アイ・ティ・アールは、人材管理市場の成長見通しを発表した。2024年度の市場売上高は355億3000万円で、前年度比28.9%増となった。深刻化する人手不足を背景に、人材配置の最適化や離職防止、人材育成を目的としたシステム導入が拡大している。
アイ・ティ・アール(ITR)は2026年5月12日、国内人材管理市場の規模推移と将来予測を公表した。2024年度の市場売上高は355億3000万円となり、前年度比28.9%増を記録した。企業の人材不足が深刻化する中、人材配置の最適化や離職抑制、人材育成強化を目的としたシステム導入が広がっており、市場は高い伸びを維持している。ITRは2025年度も同水準の成長率が続くと予測している。
市場の拡大を支えているのは、主要ベンダーの業績伸長に加え、企業の人材活用ニーズの高まりだ。企業では、従業員のスキルや評価情報を一元管理し、適材適所の配置や育成に生かす取り組みが進んでいる。
中堅・大企業では既に導入が進んでいるため、現在は既存システムの刷新需要が市場成長を後押ししている。特に、人材データ分析機能の強化や、オンプレミス型からSaaS型への移行が活発化しており、人材情報を経営判断や組織戦略に活用する動きが広がっている。
一方、中小企業では未導入企業も多く、紙や表計算ソフトによる管理が依然として残っている。そのため、業務効率化や情報共有を目的に、初期費用を抑えやすいクラウド型サービスへの関心が高まっている。これが市場成長の新たな原動力となっている。

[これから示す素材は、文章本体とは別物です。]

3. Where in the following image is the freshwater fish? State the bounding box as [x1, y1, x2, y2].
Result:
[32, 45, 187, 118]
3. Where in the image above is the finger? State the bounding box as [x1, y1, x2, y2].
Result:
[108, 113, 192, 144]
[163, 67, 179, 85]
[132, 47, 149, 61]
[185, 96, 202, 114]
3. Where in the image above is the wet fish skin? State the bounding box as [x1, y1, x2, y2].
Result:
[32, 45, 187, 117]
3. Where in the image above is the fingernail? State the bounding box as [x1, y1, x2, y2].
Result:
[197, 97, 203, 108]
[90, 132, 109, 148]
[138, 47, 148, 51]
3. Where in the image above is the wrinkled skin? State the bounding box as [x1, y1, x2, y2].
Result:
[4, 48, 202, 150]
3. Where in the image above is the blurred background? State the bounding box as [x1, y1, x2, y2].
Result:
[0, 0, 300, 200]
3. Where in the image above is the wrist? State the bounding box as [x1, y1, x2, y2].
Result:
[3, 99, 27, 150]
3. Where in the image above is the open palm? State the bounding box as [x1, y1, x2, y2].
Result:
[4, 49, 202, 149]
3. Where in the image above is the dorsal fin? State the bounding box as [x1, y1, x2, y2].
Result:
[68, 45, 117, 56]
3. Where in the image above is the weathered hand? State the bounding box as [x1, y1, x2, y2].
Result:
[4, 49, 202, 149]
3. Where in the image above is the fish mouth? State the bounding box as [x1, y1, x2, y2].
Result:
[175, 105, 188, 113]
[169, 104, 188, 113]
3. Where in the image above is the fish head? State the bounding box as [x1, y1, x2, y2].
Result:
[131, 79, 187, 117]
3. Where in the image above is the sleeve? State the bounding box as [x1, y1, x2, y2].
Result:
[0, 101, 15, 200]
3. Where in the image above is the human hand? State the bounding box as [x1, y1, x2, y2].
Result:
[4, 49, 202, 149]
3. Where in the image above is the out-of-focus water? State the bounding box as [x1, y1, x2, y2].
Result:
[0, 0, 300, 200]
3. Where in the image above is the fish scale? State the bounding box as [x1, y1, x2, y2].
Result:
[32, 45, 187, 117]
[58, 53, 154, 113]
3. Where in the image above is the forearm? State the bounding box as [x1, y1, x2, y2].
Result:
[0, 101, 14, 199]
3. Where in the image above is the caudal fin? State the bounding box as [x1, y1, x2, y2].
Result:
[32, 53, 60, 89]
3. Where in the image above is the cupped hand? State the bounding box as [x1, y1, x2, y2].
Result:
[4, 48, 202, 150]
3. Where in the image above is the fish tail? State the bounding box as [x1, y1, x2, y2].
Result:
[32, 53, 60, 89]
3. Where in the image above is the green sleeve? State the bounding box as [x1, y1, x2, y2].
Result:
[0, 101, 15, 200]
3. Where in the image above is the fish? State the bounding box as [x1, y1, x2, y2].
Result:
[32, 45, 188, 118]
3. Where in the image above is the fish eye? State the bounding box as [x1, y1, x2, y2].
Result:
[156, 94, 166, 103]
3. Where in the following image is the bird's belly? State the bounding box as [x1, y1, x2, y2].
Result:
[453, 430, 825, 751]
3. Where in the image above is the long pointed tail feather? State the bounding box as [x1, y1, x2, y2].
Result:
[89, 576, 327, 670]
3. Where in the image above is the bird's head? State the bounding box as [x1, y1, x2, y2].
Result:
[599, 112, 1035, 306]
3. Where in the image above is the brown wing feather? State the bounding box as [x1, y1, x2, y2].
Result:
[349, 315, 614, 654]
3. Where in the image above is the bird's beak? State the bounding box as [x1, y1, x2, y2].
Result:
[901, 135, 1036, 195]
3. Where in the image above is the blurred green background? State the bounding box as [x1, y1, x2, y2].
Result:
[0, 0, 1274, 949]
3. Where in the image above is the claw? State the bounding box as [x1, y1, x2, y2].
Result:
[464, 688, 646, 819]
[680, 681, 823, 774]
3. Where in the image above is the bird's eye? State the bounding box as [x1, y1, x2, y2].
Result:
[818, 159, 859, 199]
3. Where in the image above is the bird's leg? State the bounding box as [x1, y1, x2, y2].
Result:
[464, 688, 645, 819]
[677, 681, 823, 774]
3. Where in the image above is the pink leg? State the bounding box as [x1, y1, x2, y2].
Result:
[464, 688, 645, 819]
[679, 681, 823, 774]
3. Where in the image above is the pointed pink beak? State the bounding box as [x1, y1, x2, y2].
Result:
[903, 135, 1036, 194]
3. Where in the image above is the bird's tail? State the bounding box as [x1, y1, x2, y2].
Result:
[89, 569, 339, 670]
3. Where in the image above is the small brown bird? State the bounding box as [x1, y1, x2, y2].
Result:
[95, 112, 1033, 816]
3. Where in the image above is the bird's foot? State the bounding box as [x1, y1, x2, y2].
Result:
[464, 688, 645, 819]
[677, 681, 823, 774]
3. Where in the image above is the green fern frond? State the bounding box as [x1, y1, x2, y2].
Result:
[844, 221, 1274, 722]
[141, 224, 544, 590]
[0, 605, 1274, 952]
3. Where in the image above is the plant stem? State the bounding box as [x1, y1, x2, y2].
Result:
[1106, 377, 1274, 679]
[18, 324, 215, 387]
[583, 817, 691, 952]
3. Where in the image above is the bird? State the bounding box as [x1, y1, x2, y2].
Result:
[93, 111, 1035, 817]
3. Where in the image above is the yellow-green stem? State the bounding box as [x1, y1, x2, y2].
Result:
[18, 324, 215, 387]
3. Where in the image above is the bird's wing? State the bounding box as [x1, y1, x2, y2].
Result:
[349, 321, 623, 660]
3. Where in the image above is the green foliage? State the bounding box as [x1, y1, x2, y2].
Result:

ITRは、人材管理市場の2024〜2029年度の年平均成長率(CAGR)が21.1%に達すると予測する。人材管理分野は、今後も企業IT投資の重点領域として拡大が続く見通しだ。
ITRリサーチ・フェローの平井明夫氏は、「人材管理システムの導入目的が変化している」とコメントする。これまでは「人材情報の可視化」や「人事評価・目標管理」「スキル・資格管理」といった基本機能の整備が中心だった。だが、多くの企業で基盤整備が進んだことで、今後はより高度な課題解決機能が求められるようになるという。
具体的には、人材配置シミュレーションや従業員アンケートによる組織状態の分析、モチベーション管理、採用時のミスマッチ防止などの機能への需要が高まる見込みだ。単なる人材データの蓄積から、経営課題の解決や組織改善へと活用フェーズが移行している。
今回の内容は市場調査レポート「ITR Market View:人材管理市場2026」にまとめられている。同レポートでは、人材管理市場に加え、LMS市場やマニュアル作成支援市場についても調査しており、国内27社のベンダーを対象に、2023〜2024年度の実績と2029年度までの市場予測を分析している。
人材不足や人材流動化が進む中、人材データを経営資源として活用する流れは今後さらに強まるとみられる。こうした背景から、人材管理市場は引き続き高い成長が期待されている。